3:06pm: Hotline with Dave Weekley

Taylor: Motivation, moxie lifts Mountaineers past projections

West Virginia’s Jaysean Paige scored 14 points during Saturday’s 69-58 win at Baylor in the regular-season finale.

 

COMMENTARY

Jaysean Paige, the happiest guy in Waco this side of those Fixer Uppers, bounded through the Ferrell Center hallway chanting “One mission, man. One mission.”

He didn’t stop when he passed Daxter Miles being interviewed, Rather, he leaned in with an encouraging interruption for his teammate: “We can make a run if you keep hitting those shots.”

Miles made all four of his second-half shots Saturday when West Virginia seized the label “Next-Best to Kansas” in the Big 12, a league that by most presumptions (and RPI math) is the country’s pace-setter. Qualifying seven of your 10 teams for the NCAAs will attract raves. When all seven of them reside in the RPI top 27, as was the case after Saturday’s action, your conference is certifiably stacked.

Now that the regular season’s 18-game round-robin fight club has concluded, expect more premium hoops next week in Kansas City when all those teams go five-on-five again under one neutral roof. Of all the conference tournaments I’ve covered, it’s the best-orchestrated, electric and fan-friendly.

It just hasn’t been WVU-friendly the past three years.

“Looking forward to winning a game or three at the conference tournament,” Bob Huggins said before leaving Waco. “Staying a little longer than we’ve been staying.”

Two years have passed since Huggins came face to face with his own fixer upper. West Virginia had slumped out of relevance in 2013 and made a sorry NIT cameo in 2014. Over those two seasons, the record against top-100 RPI opponents was 6-30.

Huggins demanded change and the retooling came in the form of nine transfers in 13 months. Some were pushed; some shoved off on their own. Neither scenario signaled stability.

Cue the drastic makeover to “Press Virginia,” whereby Huggins committed not to the prettiest players but typically the hungriest.

“We’ve got guys who came in and really wanted to play,” he said. “They’re a lot more appreciative of the opportunities they have at a place like West Virginia.

“I wish they’d make more shots. I wish we could pass it better in transition. I wish a lot of things, but their will to win is pretty good.”

Huggs wishes Miles hadn’t charged straight into Jake Lindsey to muck up a first-half three-on-one. Or whistled a one-handed backcourt pass out of bounds with West Virginia up 12 and needing to milk the final 1:20.

Huggs wishes Jevon Carter could shake the 3-point shooting yips that have him in an 8-for-53 megaslump since Jan. 16.

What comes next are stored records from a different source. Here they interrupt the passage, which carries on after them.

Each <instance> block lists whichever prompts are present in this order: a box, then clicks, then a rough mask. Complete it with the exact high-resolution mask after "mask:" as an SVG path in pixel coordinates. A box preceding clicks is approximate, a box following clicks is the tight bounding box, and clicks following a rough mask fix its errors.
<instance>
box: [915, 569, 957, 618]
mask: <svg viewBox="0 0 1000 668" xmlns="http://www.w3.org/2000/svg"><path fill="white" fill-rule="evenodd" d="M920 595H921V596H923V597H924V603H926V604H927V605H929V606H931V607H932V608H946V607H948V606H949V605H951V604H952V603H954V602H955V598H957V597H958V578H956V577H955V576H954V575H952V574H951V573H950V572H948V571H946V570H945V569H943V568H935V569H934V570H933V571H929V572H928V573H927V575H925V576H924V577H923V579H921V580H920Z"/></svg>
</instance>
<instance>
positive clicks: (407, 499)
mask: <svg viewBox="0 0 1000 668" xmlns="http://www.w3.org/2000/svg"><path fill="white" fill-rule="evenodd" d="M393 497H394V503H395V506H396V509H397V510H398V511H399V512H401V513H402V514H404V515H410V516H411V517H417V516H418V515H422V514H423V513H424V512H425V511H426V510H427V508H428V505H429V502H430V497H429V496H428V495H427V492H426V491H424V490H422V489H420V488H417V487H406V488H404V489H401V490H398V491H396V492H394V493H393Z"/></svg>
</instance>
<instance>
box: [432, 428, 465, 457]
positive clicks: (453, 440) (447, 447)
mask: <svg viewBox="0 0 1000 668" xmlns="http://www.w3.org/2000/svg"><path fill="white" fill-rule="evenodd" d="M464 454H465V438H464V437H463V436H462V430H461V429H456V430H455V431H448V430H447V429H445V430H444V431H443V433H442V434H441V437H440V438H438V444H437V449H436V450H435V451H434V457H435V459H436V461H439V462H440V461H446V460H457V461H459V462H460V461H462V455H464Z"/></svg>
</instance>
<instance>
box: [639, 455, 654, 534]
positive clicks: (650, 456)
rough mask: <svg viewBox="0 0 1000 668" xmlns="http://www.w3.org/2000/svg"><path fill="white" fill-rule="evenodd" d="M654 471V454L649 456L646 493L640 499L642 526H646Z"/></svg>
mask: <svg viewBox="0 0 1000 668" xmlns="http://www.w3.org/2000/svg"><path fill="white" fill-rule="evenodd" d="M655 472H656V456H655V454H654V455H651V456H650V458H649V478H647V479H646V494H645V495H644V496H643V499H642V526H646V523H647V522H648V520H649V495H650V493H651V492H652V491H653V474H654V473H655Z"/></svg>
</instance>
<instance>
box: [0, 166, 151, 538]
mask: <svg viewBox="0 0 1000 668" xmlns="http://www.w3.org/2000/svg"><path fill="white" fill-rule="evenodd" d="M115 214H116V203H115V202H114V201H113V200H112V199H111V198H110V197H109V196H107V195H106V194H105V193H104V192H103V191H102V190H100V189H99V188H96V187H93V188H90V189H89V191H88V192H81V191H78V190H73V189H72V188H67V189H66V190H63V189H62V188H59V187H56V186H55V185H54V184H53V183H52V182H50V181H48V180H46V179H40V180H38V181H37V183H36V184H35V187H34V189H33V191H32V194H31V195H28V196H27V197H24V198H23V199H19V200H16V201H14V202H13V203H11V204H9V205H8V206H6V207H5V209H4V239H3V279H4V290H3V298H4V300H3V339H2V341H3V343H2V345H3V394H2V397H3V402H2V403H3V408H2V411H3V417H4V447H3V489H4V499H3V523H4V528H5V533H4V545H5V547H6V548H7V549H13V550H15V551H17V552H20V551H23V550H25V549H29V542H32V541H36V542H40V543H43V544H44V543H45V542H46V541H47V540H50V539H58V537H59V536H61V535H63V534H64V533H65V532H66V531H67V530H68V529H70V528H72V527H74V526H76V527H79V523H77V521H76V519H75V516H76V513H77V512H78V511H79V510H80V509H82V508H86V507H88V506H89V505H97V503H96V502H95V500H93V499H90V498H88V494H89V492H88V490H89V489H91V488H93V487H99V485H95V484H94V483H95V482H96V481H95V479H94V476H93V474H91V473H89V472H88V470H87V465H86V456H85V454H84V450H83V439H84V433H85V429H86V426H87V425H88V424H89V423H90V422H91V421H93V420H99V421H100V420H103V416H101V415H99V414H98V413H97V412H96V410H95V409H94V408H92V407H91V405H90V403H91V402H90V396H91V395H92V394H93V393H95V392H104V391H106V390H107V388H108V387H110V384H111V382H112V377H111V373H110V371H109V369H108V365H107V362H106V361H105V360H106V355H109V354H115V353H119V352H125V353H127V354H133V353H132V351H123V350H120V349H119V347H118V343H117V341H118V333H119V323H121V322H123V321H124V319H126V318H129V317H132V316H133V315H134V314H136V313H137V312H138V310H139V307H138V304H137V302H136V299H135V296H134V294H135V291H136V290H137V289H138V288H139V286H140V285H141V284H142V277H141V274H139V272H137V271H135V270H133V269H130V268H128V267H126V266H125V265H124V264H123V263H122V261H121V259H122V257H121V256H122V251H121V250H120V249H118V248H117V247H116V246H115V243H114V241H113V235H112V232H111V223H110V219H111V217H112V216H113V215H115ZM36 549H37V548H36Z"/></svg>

Huggs wishes a lot of things but has seen enough positives from Miles and Carter to keep them enlisted for crucial moments. Carter played a team-high 33 minutes Saturday, produced his best assist-to-turnover ratio yet (eight to none) and harassed Lester Medford into only his third negative ratio in 31 games this season.

Miles proved receptive to modifying his shooting mechanics midseason and has made 43 percent of his 3s since the flaw was identified. Spotting it was just a step; only through Miles putting up enough practice shots could the benefit take effect.

With his second March Madness about to unfold, Miles poked fun at the folly of his first one. Tweeting on Saturday’s return flight, he promised: “No predictions.”

Predictions don’t amount to much anyway. Just look at the Big 12 coaches who predicted in October that Huggins had the sixth-best team in the conference.